Publié par Guy de Laferrière le 13 avril 2024
A l’approche des élections européennes qui se tiendront au mois de juin, il n’est pas inutile de rappeler l’enquête publiée par la plateforme d’investigation Follow the Money au sujet de l’ampleur des affaires et scandales dans lesquels sont impliqués les députés européens.
Attention, on ne parle pas de broutilles ; cela va du vol de portable à la complicité de meurtre.
« Près d’un quart des 704 parlementaires actuellement en fonction ont été impliqués dans une affaire d’infraction à la loi ou de violation d’un règlement », pointe l’enquête.
Tout le monde se souviendra que la police belge avait arrêté pas moins que l’une des vice-présidentes du Parlement, la social-démocrate Eva Kaili, le 9 décembre 2022.
Le scandale avait fait la une de nombreux médias car plusieurs élus et anciens élus étaient soupçonnés d’avoir été perçus de grosses sommes du Qatar et du Maroc pour défendre les intérêts de ces pays.
Follow the Money a voulu savoir s’il s’agissait d’un fait isolé. Leur rapport répertorie des scandales clairement établis par la couverture médiatique et/ou ayant eu certaines conséquences – telles que des sanctions, des enquêtes ou des réprimandes ainsi que les cas dans lesquels les allégations ont été établies sans aucun doute – par exemple de l’aveu même du député européen – mais n’ont donné lieu à aucune enquête, condamnation ou autre conséquence.
La recherche s’est limitée aux 704 personnes qui étaient membres du Parlement européen à la date du 18 janvier 2024. Les députés européens qui ont quitté le Parlement entre 2019 et aujourd’hui ne sont pas inclus.
Il en ressort 253 affaires qui ont fait la une de l’actualité tant au niveau local qu’international.
Ces scandales ont impliqué au total 163 membres actuels du Parlement, soit près d’un quart des 704 législateurs.. Vingt-trois d’entre eux, soit plus de 3 pour cent, ont été condamnés par un tribunal ou ont reçu des amendes pour des infractions pénales.
Cela s’étend à l’ensemble de l’UE : dans presque tous les pays de l’UE, au moins un, ou plusieurs, législateurs ont été impliqués dans un comportement douteux ou carrément illégal, et les cas varient en termes de gravité.

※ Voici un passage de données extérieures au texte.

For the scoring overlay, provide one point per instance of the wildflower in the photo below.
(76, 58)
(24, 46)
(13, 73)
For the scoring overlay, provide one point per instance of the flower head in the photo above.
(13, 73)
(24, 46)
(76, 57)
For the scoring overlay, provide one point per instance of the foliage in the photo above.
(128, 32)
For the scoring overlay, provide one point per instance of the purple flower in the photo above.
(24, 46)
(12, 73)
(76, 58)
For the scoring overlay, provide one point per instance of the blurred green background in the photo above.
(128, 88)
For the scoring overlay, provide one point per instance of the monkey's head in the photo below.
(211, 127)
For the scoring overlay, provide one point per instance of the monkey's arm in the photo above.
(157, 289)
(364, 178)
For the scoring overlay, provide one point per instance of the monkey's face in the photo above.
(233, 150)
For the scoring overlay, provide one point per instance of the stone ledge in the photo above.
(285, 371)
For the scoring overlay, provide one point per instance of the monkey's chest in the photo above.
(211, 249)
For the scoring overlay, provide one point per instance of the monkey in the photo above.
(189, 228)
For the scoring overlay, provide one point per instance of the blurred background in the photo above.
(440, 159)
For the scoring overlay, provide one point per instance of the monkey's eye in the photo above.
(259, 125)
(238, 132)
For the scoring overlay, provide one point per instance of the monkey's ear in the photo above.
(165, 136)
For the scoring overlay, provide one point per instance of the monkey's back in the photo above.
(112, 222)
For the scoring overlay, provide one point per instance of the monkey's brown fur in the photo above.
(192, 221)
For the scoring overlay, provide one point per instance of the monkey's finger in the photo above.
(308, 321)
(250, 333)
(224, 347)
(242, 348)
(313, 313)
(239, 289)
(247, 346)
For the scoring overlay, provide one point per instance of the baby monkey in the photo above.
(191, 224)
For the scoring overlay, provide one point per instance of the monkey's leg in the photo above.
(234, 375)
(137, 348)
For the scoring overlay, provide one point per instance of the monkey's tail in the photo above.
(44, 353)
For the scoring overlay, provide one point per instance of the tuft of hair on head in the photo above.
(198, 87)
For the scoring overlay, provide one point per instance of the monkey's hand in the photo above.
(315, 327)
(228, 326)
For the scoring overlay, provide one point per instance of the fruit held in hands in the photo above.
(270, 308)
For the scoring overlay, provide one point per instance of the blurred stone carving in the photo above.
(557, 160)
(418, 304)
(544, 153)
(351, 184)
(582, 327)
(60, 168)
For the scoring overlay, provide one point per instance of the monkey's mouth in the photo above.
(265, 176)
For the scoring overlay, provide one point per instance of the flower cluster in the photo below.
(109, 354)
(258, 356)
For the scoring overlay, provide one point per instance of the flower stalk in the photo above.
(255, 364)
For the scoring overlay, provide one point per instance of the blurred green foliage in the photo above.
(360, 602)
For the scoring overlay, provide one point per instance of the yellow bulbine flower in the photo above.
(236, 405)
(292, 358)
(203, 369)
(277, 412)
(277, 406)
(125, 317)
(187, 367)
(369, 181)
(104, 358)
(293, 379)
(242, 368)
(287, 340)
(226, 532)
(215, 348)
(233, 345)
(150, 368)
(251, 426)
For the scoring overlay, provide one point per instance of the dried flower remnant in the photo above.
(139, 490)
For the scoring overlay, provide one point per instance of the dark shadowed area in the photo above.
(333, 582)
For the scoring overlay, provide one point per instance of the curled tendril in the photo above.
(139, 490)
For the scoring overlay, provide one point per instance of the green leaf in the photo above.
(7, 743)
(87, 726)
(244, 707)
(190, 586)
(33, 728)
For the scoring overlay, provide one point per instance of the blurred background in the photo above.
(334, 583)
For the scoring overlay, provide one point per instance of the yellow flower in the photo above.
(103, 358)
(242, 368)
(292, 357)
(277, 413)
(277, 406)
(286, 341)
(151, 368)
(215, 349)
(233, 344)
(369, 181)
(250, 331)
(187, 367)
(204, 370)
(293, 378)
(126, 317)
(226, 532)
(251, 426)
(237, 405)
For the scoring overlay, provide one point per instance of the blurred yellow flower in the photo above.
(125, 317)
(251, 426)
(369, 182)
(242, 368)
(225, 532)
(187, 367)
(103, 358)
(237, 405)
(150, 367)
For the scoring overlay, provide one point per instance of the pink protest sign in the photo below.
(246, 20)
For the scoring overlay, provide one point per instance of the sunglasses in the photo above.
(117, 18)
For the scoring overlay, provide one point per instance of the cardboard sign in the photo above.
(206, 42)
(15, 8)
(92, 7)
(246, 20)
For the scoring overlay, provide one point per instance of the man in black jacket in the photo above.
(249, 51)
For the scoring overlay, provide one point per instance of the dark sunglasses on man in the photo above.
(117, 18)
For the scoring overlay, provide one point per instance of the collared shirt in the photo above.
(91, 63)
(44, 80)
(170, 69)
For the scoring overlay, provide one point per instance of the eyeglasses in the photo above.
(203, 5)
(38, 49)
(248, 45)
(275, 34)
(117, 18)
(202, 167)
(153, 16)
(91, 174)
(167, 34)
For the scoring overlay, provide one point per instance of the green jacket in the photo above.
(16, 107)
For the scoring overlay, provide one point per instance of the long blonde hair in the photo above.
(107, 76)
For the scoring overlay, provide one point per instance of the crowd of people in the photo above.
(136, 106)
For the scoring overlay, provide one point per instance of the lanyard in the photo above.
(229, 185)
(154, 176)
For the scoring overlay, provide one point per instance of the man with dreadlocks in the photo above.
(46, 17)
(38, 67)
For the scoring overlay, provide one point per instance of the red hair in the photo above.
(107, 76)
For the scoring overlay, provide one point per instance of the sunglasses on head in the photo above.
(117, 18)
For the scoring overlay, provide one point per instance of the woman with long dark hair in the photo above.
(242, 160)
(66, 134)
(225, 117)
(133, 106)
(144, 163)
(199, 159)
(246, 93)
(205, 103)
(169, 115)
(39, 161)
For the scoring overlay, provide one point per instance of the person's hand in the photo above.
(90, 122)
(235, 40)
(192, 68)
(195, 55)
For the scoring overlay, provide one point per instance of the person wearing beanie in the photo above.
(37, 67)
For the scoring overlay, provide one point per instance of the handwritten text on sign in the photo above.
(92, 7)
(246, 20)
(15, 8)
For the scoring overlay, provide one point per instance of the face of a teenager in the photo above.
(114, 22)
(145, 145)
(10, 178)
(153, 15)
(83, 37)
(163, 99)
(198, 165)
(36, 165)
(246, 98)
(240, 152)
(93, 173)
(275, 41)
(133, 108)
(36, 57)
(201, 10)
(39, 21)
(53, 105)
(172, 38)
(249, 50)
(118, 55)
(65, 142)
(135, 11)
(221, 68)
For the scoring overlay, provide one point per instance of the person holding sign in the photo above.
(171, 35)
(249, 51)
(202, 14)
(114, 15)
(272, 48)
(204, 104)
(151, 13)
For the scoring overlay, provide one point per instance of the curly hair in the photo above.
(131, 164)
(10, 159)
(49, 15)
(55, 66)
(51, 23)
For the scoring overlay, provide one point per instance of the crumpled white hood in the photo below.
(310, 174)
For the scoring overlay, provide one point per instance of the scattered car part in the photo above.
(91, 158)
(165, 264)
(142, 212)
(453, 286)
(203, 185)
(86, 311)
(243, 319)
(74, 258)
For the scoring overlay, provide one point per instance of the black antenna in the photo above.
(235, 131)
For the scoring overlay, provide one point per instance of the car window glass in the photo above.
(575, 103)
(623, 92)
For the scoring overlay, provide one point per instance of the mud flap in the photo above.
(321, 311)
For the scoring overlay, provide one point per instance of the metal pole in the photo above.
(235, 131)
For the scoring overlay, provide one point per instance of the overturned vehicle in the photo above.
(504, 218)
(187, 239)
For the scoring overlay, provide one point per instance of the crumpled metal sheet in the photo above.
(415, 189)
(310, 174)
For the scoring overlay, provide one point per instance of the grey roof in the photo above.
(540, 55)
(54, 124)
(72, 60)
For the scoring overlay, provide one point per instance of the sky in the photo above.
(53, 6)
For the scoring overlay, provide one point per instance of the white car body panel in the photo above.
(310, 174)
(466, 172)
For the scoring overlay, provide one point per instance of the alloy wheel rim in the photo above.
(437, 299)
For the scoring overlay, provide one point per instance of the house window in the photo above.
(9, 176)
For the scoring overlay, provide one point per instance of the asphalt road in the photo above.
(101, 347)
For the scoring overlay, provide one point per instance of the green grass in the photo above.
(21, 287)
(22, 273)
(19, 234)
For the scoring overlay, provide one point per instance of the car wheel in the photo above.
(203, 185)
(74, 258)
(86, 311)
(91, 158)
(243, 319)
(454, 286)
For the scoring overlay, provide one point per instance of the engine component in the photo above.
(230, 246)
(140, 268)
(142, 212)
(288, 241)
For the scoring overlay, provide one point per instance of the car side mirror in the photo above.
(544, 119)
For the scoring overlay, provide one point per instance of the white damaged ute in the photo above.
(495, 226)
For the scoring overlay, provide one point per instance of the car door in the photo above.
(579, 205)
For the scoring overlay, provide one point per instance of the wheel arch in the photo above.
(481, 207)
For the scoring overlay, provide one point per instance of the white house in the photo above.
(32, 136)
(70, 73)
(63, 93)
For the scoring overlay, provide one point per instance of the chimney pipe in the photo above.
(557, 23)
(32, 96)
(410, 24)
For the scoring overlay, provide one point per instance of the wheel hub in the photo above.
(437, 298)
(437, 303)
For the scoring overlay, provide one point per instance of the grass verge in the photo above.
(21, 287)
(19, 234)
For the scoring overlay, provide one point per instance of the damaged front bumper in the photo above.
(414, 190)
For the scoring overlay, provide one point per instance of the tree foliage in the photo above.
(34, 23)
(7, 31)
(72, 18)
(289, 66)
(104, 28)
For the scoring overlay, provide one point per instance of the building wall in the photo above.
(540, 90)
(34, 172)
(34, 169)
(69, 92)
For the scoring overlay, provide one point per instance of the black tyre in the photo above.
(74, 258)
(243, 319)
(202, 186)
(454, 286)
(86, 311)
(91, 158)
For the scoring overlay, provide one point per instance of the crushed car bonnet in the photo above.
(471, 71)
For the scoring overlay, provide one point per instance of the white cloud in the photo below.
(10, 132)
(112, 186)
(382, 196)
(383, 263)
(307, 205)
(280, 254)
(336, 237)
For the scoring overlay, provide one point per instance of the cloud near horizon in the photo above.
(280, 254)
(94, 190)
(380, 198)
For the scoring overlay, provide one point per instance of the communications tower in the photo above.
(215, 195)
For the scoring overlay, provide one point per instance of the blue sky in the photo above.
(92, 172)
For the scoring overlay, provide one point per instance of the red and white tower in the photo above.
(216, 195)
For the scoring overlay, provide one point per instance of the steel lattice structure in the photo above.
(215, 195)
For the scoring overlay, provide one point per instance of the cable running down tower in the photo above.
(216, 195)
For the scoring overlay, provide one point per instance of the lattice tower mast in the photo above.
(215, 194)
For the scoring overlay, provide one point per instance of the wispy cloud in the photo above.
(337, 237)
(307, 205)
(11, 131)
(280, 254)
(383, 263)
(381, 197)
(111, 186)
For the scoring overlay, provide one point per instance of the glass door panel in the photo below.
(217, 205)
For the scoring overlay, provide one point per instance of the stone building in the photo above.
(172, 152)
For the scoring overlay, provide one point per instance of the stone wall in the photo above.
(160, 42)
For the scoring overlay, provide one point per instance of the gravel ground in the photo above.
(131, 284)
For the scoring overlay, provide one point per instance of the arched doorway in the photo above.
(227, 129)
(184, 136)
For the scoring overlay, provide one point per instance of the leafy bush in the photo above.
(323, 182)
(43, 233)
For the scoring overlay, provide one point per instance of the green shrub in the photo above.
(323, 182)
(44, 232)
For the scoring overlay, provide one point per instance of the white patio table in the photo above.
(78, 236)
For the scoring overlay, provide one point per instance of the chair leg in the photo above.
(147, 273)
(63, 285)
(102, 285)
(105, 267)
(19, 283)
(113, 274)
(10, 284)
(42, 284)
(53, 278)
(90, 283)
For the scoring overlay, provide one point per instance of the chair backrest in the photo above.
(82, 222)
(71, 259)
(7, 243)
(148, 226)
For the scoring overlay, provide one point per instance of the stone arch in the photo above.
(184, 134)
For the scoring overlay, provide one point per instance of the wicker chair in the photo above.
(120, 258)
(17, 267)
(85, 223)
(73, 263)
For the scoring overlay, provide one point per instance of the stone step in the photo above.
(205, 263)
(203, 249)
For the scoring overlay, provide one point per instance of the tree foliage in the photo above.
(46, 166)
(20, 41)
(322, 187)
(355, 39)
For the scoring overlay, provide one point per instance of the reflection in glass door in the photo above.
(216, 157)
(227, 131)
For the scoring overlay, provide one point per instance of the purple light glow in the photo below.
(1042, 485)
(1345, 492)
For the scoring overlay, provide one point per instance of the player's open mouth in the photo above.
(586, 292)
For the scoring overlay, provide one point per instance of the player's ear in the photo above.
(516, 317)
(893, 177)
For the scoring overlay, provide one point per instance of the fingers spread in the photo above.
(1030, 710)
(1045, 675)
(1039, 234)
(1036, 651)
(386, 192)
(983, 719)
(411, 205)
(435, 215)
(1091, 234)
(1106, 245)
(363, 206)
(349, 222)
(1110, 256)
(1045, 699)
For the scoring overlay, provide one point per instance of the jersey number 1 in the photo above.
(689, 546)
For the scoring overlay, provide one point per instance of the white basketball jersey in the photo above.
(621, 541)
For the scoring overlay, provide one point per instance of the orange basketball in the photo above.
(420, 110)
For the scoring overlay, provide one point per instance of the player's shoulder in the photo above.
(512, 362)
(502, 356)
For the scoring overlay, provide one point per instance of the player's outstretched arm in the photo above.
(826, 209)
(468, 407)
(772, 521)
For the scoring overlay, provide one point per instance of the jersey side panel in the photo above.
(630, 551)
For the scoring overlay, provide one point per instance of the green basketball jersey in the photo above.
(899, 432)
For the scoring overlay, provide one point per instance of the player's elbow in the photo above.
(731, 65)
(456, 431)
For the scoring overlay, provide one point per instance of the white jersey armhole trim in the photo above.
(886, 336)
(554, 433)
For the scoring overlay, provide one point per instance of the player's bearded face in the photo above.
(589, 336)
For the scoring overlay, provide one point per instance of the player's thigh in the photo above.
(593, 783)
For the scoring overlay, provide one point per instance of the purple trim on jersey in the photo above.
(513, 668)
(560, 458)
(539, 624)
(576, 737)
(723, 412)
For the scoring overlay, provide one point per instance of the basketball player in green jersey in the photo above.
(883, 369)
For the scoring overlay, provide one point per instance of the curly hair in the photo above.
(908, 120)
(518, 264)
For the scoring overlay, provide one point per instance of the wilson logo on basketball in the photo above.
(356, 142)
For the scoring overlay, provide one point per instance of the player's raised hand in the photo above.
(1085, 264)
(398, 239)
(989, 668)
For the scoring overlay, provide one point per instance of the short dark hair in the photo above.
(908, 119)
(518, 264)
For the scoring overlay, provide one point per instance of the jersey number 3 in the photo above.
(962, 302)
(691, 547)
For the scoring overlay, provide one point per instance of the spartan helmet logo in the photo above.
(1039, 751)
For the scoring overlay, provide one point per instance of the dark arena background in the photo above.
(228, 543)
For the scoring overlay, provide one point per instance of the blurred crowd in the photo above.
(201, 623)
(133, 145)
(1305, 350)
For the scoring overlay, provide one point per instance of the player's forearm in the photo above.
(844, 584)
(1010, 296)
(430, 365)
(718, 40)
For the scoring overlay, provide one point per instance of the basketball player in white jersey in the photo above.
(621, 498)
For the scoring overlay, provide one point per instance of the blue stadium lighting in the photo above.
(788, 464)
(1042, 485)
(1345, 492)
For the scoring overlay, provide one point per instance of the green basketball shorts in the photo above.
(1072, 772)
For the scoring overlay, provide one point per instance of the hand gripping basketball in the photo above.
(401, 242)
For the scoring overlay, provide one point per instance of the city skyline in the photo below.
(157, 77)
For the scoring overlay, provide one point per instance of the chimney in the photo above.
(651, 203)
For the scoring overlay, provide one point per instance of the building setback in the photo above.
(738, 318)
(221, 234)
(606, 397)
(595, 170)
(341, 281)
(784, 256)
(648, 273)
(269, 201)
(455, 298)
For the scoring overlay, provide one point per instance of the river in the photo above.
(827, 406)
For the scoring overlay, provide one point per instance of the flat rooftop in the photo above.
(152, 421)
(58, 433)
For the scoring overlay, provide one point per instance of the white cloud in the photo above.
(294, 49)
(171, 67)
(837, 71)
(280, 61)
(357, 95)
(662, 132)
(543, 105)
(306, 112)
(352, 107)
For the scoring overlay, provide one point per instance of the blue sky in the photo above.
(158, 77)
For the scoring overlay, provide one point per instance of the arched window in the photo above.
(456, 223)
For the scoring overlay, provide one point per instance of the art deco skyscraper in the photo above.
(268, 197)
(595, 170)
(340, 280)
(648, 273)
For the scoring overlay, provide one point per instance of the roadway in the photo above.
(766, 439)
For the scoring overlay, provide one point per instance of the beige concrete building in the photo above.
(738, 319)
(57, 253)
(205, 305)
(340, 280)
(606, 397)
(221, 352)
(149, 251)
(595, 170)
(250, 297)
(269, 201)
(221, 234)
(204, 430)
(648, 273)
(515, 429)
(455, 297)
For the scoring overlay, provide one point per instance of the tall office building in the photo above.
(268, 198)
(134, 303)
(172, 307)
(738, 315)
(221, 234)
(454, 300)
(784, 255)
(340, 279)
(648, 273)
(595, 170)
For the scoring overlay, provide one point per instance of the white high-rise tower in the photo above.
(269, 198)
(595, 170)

L’intimidation et le harcèlement sexuel, par exemple, sont notoires à Bruxelles : le collectif de médias a découvert que 37 députés avaient fait la une des journaux pour des comportements indécents présumés dans 46 cas.
Les faits incriminés sont extrêmement variés. On se demande comment, vu leurs importantes rémunérations et indemnités, il s’est trouvé un député européen accusé de vol de portable ! Il y a aussi des affaires de mœurs, d’abus sexuels. L’enquête rapporte également 45 cas de corruption tels que le népotisme, le copinage et le clientélisme – avec 29 scandales, et la corruption pure et simple, avec 16 scandales.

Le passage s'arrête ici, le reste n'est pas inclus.